“L’Autorità Portuale della Spezia ed i suoi “autogol”con l’ingiunzione di sgombero ai concessionari della marine storiche di Canaletto e Fossamastra”

LA SPEZIA- L’Autorità Portuale spezzina e la sua arroganza manifestata con l’ingiunzione di sgombero ai concessionari storici delle marine del levante dopo l’ordinanza di sospensione del TAR Liguria e dopo che la discussione nel merito sul progetto di ricollocazione delle marine sul molo Pagliari (bene storico culturale) avrà luogo il 15 febbraio 2017 e prima di quella data non è possibile decidere alcunché.

Forse dovrà finalmente sedersi ad un tavolo di confronto con tutti i non singolo per singolo come ha fatto fino ad oggi come se il “progetto di ricollocazione dei circa 30 concessionari storici si potesse considerare “divisibile”in contrasto  con quanto previsto dal P.R.P. e dal consiglio di stato che ha riconosciuto in parte l’accordo del gennaio 2007 che fissava la unicità progettuale della ricollocazione.

Quindi “palla al centro”e sospensiva fino al 15 febbraio 2017 e nuovi danni ad uno sviluppo portuale sostenibile e “non invasivo nel golfo dei  poeti” per non entrare in collisione con la naturale vocazione turistica del territorio spezzino(mare-terra)

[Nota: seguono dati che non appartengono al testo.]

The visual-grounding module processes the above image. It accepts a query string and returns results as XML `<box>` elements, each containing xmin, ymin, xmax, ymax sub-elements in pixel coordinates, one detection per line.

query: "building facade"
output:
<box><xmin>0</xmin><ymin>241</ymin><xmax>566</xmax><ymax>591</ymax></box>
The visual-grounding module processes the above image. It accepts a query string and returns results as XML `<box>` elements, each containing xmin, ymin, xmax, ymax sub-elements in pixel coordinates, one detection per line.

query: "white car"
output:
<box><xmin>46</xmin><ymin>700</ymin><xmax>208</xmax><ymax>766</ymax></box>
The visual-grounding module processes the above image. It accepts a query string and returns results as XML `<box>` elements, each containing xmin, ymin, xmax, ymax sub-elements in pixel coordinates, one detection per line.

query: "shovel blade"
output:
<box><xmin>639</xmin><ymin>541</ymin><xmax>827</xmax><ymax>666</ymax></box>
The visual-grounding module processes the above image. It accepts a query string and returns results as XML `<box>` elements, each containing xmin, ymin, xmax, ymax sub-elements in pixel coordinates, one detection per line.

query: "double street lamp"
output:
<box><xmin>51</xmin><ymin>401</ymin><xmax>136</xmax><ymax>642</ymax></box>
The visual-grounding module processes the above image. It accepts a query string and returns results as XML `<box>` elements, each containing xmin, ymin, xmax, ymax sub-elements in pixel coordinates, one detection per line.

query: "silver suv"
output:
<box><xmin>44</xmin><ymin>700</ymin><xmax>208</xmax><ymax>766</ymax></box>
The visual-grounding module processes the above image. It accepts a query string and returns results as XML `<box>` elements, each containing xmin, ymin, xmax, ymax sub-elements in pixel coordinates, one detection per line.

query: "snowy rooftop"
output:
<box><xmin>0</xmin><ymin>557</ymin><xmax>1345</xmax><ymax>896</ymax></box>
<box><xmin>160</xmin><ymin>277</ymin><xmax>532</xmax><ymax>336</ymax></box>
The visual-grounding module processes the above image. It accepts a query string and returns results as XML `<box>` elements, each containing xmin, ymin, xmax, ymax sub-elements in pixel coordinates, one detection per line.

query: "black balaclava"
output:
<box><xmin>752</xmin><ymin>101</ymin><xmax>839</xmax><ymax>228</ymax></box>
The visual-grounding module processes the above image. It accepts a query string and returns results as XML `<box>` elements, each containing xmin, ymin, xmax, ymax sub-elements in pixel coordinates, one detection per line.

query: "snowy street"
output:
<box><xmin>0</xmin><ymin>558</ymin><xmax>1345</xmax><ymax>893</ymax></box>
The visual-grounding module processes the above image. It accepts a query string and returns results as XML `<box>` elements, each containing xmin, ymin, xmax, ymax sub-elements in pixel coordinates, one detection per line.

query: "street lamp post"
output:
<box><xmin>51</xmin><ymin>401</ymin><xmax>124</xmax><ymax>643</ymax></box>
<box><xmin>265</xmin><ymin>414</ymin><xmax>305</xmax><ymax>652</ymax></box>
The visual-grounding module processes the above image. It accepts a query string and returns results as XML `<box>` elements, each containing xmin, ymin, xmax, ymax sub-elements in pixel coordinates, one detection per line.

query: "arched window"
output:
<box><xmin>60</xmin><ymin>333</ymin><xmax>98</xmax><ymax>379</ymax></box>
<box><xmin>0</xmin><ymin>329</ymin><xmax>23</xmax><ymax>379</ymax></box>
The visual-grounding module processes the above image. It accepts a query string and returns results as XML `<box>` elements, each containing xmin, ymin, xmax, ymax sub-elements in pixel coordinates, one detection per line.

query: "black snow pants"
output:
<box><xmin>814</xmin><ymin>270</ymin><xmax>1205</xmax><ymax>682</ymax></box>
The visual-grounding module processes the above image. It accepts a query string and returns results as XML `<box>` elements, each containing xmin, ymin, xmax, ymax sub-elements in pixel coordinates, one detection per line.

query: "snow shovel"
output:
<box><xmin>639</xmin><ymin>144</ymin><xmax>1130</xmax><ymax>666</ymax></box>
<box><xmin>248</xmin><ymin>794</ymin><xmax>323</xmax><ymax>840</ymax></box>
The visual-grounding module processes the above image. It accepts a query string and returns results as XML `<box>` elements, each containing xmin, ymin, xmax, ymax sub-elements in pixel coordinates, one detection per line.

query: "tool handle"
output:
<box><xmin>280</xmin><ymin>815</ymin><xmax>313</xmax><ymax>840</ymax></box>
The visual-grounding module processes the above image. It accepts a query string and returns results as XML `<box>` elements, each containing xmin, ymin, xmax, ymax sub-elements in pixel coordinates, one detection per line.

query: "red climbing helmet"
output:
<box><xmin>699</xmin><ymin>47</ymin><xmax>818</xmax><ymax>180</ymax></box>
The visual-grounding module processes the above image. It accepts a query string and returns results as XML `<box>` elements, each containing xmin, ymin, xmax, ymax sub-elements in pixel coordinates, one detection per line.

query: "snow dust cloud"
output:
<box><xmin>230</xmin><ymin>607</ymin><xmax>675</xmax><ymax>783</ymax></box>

Ma ancora una volta il grande assente sull’importante questione della portualità spezzina è il comune della Spezia,complice di aver dato a suo tempo parere favorevole al progetto di ricollocazione sul molo Pagliari, nonostante la legge del 2012 lo avesse tutelato come bene ambientale fruibile per la città,rimesso in sesto,magari con qualche panchina e qualche lampione ma certo non poteva essere usato per utilità privata,costruendoci sopra strutture ed alla fine anche chiuso con il cancello che già esiste..

Grande umiliazione per “Exodus”e per la città tutta che non è riuscita a proteggerlo anche perché troppo pochi a combattere affinché questa struttura storica venisse valutata al meglio e non degradata come si presenta tuttora.

ll porto di La Spezia in questi ultimi 8 anni ha avuto, di fatto, una gestione molto discutibile da parte dell’attuale presidente pagando così con ritardi clamorosi (cosa che a molti di noi ha fatto piacere) e conseguenti danni agli operatori portuali,alla mitilicoltura ed ai concessionari;un presidente che,nonostante sia vicino alla scadenza del mandato,pare essere scatenato sino all’ultimo giorno sulle questioni di assetto del nuovo sistema portuale-La Spezia-Marina di Carrara che dovranno essere gestite dal nuovo Presidente di quella che sarà la nuova Autorità Portuale.